INSERT INTO weights (color, weight)
VALUES
('red', 8),
('blue', 3),
('green', 10),
('yellow', 10);

The table lists the weights associated with certain colors. Imagine a weight representing how much you like that color.

Now, you want to add 1000 colored tiles to your website. You want the color of the tiles to be sampled at random according to the weights table.

We'll write a PostgreSQL script that implements such random sampling. I'll write the entire query first, and then explain each part separately.

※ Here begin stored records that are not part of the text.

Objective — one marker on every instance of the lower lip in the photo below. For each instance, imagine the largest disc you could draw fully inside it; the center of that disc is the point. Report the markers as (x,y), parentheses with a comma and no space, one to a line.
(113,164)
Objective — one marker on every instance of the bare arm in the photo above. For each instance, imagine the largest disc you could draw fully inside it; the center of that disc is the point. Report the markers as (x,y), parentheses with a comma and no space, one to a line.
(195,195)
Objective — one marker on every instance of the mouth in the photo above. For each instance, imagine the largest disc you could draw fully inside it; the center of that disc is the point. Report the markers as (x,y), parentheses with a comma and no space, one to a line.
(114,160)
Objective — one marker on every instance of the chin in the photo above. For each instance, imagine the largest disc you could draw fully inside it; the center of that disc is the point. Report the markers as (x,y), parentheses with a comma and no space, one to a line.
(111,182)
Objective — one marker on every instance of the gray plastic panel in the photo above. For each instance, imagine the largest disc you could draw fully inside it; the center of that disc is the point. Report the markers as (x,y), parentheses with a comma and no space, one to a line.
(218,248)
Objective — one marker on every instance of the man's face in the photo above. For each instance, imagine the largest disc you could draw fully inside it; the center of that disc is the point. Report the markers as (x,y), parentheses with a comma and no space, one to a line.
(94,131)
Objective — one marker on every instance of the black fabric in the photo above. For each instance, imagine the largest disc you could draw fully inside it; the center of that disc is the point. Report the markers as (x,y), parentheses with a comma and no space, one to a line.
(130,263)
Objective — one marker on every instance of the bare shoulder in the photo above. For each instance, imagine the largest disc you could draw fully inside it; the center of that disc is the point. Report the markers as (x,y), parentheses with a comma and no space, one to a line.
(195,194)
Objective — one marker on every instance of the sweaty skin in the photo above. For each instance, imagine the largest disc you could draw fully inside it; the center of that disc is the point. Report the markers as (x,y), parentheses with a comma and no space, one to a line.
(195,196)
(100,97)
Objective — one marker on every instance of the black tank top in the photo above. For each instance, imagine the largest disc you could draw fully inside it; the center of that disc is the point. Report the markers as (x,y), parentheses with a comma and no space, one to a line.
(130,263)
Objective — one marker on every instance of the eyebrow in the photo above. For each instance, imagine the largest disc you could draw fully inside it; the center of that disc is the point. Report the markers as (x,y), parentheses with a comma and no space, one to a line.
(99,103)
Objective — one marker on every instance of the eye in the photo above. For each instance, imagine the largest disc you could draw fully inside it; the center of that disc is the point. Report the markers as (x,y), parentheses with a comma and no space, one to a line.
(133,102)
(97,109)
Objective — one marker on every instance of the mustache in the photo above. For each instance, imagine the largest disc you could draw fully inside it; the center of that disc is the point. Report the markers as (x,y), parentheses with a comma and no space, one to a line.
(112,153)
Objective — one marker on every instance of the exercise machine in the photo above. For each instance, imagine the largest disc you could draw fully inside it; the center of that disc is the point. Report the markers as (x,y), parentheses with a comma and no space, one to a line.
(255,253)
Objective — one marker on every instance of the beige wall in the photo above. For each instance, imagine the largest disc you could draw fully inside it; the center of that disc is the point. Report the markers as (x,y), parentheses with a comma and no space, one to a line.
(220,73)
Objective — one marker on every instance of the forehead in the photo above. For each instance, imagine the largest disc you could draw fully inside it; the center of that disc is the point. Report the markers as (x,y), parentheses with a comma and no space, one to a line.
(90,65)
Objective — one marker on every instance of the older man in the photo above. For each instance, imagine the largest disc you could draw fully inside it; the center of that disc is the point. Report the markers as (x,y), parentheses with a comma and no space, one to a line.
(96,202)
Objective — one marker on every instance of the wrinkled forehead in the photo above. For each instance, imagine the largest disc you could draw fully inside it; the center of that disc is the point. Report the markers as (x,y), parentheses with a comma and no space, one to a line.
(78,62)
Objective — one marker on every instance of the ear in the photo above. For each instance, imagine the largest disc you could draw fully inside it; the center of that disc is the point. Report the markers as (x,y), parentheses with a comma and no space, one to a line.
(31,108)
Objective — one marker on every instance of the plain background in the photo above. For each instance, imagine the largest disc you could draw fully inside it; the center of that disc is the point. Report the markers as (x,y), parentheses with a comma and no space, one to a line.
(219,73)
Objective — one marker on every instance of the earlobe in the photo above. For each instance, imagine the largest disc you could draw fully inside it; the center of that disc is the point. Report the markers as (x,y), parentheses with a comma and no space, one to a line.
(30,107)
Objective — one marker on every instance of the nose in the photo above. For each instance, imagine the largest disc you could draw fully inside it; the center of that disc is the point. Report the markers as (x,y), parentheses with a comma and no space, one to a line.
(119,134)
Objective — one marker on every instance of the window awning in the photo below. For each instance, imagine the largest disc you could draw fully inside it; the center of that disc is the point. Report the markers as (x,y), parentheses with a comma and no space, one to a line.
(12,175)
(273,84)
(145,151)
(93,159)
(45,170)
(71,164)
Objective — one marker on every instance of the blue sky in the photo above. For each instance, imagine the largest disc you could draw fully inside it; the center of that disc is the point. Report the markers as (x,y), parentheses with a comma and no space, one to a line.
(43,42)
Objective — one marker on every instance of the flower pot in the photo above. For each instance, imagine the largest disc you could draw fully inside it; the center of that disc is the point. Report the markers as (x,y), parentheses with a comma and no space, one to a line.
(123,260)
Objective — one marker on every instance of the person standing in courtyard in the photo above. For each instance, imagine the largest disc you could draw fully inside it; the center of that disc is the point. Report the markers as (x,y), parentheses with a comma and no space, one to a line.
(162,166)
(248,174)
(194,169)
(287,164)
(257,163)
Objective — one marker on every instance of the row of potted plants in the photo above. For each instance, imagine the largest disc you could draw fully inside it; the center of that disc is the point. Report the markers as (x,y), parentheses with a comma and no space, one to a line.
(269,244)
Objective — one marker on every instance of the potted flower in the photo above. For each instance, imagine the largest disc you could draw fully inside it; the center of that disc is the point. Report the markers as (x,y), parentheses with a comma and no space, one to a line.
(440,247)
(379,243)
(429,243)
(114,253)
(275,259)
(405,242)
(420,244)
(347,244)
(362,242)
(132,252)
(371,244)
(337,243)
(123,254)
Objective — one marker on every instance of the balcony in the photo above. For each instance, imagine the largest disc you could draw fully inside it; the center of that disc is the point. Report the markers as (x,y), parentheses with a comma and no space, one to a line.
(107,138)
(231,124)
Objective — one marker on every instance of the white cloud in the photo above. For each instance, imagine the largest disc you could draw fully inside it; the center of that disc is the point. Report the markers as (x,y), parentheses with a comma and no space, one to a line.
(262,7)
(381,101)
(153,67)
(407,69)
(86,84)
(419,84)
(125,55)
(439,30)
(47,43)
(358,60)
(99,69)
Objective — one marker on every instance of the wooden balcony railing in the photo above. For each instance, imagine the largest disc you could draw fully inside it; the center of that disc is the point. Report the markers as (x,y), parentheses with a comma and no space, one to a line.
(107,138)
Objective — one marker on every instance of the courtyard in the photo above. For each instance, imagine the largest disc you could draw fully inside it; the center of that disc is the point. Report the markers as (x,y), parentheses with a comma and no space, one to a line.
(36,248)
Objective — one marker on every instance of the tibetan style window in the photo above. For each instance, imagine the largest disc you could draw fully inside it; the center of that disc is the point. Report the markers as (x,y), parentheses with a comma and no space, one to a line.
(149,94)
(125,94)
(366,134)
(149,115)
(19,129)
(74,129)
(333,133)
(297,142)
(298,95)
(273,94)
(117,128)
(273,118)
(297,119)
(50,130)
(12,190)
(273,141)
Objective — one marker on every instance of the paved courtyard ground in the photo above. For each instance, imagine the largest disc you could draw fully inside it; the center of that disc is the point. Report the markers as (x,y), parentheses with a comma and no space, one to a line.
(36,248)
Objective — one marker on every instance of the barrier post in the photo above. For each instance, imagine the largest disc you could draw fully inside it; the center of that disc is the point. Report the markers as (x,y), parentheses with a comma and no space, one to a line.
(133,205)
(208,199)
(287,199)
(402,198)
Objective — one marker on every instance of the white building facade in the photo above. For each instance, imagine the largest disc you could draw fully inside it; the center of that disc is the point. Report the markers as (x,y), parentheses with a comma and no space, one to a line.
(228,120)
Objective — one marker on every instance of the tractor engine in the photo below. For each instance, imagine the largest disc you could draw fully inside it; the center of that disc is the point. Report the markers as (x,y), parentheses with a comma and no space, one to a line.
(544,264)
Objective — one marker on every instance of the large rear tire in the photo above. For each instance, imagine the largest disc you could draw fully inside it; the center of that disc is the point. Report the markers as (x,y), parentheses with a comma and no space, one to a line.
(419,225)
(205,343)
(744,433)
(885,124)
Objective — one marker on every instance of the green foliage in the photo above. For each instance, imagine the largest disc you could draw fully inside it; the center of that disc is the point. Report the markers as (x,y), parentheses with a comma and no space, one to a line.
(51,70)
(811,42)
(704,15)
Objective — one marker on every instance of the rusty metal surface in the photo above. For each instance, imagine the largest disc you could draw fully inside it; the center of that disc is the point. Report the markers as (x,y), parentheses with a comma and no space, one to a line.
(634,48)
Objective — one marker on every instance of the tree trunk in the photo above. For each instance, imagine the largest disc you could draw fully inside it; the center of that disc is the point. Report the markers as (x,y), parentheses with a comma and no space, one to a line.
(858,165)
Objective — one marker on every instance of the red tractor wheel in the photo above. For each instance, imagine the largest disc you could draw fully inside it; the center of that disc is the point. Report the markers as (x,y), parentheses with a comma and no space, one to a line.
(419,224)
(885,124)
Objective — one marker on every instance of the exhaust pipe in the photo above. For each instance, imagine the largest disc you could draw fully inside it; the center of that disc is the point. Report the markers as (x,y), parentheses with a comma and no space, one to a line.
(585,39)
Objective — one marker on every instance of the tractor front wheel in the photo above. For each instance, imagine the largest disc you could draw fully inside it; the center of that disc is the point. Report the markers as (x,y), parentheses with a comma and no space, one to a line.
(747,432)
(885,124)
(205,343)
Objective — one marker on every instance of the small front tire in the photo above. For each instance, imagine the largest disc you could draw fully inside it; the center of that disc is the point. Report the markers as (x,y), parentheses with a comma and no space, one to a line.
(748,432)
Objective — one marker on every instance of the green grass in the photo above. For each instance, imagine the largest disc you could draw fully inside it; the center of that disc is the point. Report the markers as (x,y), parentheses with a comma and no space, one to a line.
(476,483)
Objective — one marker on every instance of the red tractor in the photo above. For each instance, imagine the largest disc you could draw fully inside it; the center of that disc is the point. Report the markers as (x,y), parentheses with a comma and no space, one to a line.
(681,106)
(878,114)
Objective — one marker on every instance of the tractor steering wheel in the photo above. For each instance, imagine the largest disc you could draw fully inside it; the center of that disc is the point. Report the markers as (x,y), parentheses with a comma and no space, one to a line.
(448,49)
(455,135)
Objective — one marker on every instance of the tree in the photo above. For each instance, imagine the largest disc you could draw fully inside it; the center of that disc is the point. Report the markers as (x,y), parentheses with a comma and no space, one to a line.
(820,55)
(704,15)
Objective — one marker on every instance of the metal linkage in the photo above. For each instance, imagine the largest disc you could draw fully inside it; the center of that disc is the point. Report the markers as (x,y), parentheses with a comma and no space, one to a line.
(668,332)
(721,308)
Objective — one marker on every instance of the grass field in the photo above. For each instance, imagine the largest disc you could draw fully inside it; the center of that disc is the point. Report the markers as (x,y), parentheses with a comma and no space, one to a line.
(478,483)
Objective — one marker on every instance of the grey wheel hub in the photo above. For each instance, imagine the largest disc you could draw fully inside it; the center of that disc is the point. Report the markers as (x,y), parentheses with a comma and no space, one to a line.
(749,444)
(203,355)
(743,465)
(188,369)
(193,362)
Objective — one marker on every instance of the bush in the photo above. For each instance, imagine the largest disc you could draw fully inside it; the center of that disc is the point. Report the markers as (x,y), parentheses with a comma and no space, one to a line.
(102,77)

CREATE TABLE sampled_colors AS
WITH weights_with_sum AS (
SELECT
color,
weight,
weight_sum
FROM weights
CROSS JOIN (SELECT sum(weight) AS weight_sum FROM weights) s
),
sampling_probability AS (
SELECT
color,
weight / weight_sum AS prob
FROM weights_with_sum
),
sampling_cumulative_prob AS (
SELECT
color,
sum(prob) OVER (order by color) AS cum_prob
FROM sampling_probability
),
cumulative_bounds AS (
SELECT
color,
COALESCE(
lag(cum_prob) OVER (ORDER BY cum_prob, color),
0
) AS lower_cum_bound,
cum_prob AS upper_cum_bound
FROM sampling_cumulative_prob
),
samples AS (
SELECT
generate_series(1, 1000) AS sample_idx,
random() AS sample
)
SELECT
color
FROM samples
JOIN cumulative_bounds ON
sample::numeric <@ numrange(lower_cum_bound::numeric,
upper_cum_bound::numeric, '(]');

Let's look at one piece at a time.

WITH weights_with_sum AS (
SELECT
color,
weight,
weight_sum
FROM weights
CROSS JOIN (SELECT sum(weight) AS weight_sum FROM weights) s
),
sampling_probability AS (
SELECT
color,
weight / weight_sum AS prob
FROM weights_with_sum
)
SELECT *
FROM sampling_probability;
-- output:
color | prob
--------+--------------------
red | 0.258064516129032
blue | 0.0967741935483871
green | 0.32258064516129
yellow | 0.32258064516129

Here, we're just normalizing the weights. Each weight is divided by the total sum of the weights. In this way, we are re-writing each weight as a discrete probability of that color being sampled.

...
sampling_cumulative_prob AS (
SELECT
color,
sum(prob) OVER (order by color) AS cum_prob
FROM sampling_probability
),
cumulative_bounds AS (
SELECT
color,
COALESCE(
lag(cum_prob) OVER (ORDER BY cum_prob, color),
0
) AS lower_cum_bound,
cum_prob AS upper_cum_bound
FROM sampling_cumulative_prob
)
SELECT *
FROM cumulative_bounds;
-- output:
color | lower_cum_bound | upper_cum_bound
--------+--------------------+--------------------
blue | 0 | 0.0967741935483871
green | 0.0967741935483871 | 0.419354838709677
red | 0.419354838709677 | 0.67741935483871
yellow | 0.67741935483871 | 1

In this piece of code, we're are representing the weights as a cumulative distribution function.

...
samples AS (
SELECT
generate_series(1, 1000) AS sample_idx,
random() AS sample
)
SELECT
color
FROM samples
JOIN cumulative_bounds ON
sample::numeric <@ numrange(lower_cum_bound::numeric,
upper_cum_bound::numeric, '(]');

In the last part, we're sampling 1000 times a random number between 0 and 1. We then assign this sample to the corresponding color based on the values of the cumulative function. For example, if the first sample is 0.45, it will match the 'red' range (0.41-0.67). Therefore, that sample will be 'red'.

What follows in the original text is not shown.